My sources tell me that AOL's faithful volunteers have been leaving in droves after losing the privilege of free access.

2 min read
Back in the Great DuPression when Grandma DuBaud ran a soup kitchen on Quebec City's skid row, she was good to her volunteers. Every last one of her bleeding-heart ladle jockeys got a steaming portion of make-do hybrids such as Notre bouillabaisse shoelaise or le beef jerky aux echalotes confites. My eyes and mouth water just thinking about it.

Sadly, those days of pro bono bon appetit are over--at least at online giant America Online. My sources tell me that AOL's faithful volunteers have been leaving in droves after losing the privilege of free access. Even more dramatic than this mass exodus has been the manner in which AOL brass have dealt with internal dissent--namely, toasting the accounts of two who spoke out against the cost-cutting measure, according to the scuttlebutt. The latest miscreant in the company's crosshairs is reputed to be a 14-year-old. Oh, AOL, j'accuse!

"But Skinny," you're no doubt saying, "this is the tech industry--we've got to raise the bad management bar even higher!" Can do, mon frere: Another AOL Skinformer whispers that the company missed its FY '97 advertising sales goal of $47 million by a stretch, eventually clocking in around the $40 million mark. Happens all the time, you say?
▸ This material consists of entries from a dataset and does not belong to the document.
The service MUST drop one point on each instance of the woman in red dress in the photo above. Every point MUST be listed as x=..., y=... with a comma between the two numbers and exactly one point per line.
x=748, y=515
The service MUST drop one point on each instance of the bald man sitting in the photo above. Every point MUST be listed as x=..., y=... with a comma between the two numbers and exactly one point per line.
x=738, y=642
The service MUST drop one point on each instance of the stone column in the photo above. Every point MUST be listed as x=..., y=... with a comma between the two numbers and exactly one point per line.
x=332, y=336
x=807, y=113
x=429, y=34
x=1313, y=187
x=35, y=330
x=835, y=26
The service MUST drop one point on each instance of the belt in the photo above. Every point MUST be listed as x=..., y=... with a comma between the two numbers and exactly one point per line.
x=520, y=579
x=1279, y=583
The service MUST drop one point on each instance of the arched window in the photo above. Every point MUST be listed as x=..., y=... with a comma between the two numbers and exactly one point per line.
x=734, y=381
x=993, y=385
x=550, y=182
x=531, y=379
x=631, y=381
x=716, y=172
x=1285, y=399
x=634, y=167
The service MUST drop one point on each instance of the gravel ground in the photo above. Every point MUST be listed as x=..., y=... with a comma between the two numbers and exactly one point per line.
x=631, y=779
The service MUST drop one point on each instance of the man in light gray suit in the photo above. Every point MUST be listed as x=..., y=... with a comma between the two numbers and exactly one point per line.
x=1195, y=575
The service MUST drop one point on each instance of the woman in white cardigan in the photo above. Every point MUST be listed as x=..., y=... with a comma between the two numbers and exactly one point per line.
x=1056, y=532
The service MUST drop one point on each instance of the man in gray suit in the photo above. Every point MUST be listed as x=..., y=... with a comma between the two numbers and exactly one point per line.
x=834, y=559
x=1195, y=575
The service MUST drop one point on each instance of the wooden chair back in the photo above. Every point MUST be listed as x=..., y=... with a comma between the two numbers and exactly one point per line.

Hold on there. What sets AOL apart is its lofty (some would say DuLusional) response to this missed goal, namely that in 1998 ad revenues must total not $50, not $100, but a whopping $200 million, according to my mole. Bravo, hale Virginians!

According to this new Pittman math, if the company can only sell $30 million in ads this year, the goal next year should be up near the $1 billion mark.

Dreaming of e-commerce sheep, picture this strange-but-true scene: eminent SET (Secure Electronic Transactions) expert Larry Loeb settles into his seat while Visa's senior VP Steve Herz starts his presentation at last week's "Promise of SET" event in San Francisco. Sixty seconds go by, and boom! Larry nods off and saws some serious wood, observers report--along with the rest of us waiting for the SET standard to emerge. I thought e-commerce was supposed to make us all wired, not tired.

Whether it's digital or filthy green analog, take heart that B-Gates's $30-something billion can't buy him everything and certainly not spell-check software for his ad people, it seems. For example, were you to visit a certain Microsoft ad in the search box on the NY Times Syndicate's site, you would see the following text: "You've been through the learning curve. Now take the straigthaway [sic] with the new Internet Information Server 4.0." "Straigthaway?" How do you want to spell today? Do I have to spell it out? Send me a r-u-m-o-r straight away and I'll put in a good word for you.